# Glock 25



## aj84 (Nov 20, 2007)

Newbie here. why is the GLOCK 25 not available to US market .380. Curious to know why???

thanks


----------



## Spyvie (Nov 7, 2007)

Interesting, never heard of this gun so I Googled it...

http://en.wikipedia.org/wiki/Glock_25
_"It is not available in the United States for civilian use due to BATFE import restrictions."_

It's a straight blow-back pistol


----------



## JeffWard (Aug 24, 2007)

Hmmm.. Same size as a 19, but in 380...

Maybe it's not imported because nobody would buy it?

lol


----------



## Glockamania® (Dec 21, 2006)

The reason why, according to my Glock literature, is that the U.S. has already established the 9mm and anything less or close to it, like the .380, would be overkill.

Therefore the .380 caliber has stayed with other countries besides the U.S.
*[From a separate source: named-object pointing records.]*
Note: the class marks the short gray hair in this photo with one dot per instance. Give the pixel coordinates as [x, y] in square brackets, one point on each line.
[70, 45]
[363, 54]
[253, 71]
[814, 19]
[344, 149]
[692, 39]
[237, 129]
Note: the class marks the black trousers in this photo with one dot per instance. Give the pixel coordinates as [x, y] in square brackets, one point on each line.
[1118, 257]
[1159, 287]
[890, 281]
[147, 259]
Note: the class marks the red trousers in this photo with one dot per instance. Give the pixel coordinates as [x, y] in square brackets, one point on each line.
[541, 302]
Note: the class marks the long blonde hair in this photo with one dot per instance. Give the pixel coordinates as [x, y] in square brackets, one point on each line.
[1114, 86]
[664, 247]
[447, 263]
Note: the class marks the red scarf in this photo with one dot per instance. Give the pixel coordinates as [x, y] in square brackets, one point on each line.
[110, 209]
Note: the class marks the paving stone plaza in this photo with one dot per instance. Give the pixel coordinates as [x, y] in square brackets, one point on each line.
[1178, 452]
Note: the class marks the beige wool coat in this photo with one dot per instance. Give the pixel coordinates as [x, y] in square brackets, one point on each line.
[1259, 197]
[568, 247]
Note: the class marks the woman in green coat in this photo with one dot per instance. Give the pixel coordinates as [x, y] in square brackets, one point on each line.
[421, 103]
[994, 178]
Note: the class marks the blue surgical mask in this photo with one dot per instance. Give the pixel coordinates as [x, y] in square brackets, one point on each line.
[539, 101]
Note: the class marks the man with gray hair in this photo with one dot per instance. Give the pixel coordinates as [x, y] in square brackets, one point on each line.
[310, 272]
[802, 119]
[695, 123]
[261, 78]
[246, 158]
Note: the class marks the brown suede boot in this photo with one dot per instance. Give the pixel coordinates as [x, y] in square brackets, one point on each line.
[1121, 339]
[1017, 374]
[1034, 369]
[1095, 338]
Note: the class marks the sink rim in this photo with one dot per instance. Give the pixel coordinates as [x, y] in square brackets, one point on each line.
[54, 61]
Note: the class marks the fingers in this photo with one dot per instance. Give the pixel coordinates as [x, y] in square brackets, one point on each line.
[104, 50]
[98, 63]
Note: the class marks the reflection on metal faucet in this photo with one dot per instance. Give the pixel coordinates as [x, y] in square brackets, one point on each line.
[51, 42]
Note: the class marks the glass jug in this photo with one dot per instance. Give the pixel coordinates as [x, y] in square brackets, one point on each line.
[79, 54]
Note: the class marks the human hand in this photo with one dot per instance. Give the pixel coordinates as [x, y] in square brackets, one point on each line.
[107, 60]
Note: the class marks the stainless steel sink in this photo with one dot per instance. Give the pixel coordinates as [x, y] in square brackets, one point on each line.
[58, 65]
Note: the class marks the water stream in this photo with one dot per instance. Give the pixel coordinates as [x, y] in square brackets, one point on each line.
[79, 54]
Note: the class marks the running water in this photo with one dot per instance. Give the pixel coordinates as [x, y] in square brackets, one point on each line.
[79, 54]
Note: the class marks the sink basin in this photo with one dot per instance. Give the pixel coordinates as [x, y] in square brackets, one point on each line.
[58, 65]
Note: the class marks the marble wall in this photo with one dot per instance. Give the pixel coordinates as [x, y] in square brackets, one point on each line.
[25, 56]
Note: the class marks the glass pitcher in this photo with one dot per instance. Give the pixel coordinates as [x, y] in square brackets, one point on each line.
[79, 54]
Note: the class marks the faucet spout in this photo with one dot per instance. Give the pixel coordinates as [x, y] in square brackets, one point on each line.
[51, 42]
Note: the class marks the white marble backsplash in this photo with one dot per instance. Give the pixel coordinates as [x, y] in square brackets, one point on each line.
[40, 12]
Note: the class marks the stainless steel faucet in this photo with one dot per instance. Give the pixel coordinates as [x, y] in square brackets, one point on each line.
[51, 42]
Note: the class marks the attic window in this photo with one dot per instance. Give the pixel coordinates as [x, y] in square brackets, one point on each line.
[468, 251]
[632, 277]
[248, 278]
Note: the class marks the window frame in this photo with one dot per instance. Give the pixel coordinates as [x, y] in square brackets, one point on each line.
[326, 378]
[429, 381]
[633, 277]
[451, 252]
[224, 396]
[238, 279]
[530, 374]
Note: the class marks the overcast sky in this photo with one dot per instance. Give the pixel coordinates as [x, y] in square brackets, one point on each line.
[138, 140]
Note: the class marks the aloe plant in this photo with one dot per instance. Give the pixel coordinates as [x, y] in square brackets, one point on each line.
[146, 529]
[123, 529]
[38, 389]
This, of course, is the summarized version from what I remember reading.

Or:
"Glock 25 or 28 pistols are not available to the general public in the United States, because a small pistol chambered for the .380 ACP cartridge does not meet the "sporting purposes" criteria for importation of pistols under the Gun Control Act of 1968, according to the BATFE's point system.[2] However, the Glock 25 and 28 pistols are relatively popular in countries where handguns in "military" calibers (.45 ACP, 9mm *Parabellum) may not be purchased by the general public. "


----------



## aj84 (Nov 20, 2007)

great thanks for all the information.


----------



## Pointblank (Nov 26, 2007)

The 25 doesn't have enough BATF points to be imported. The 26 barely makes it. Caliber is one of the criteria.


----------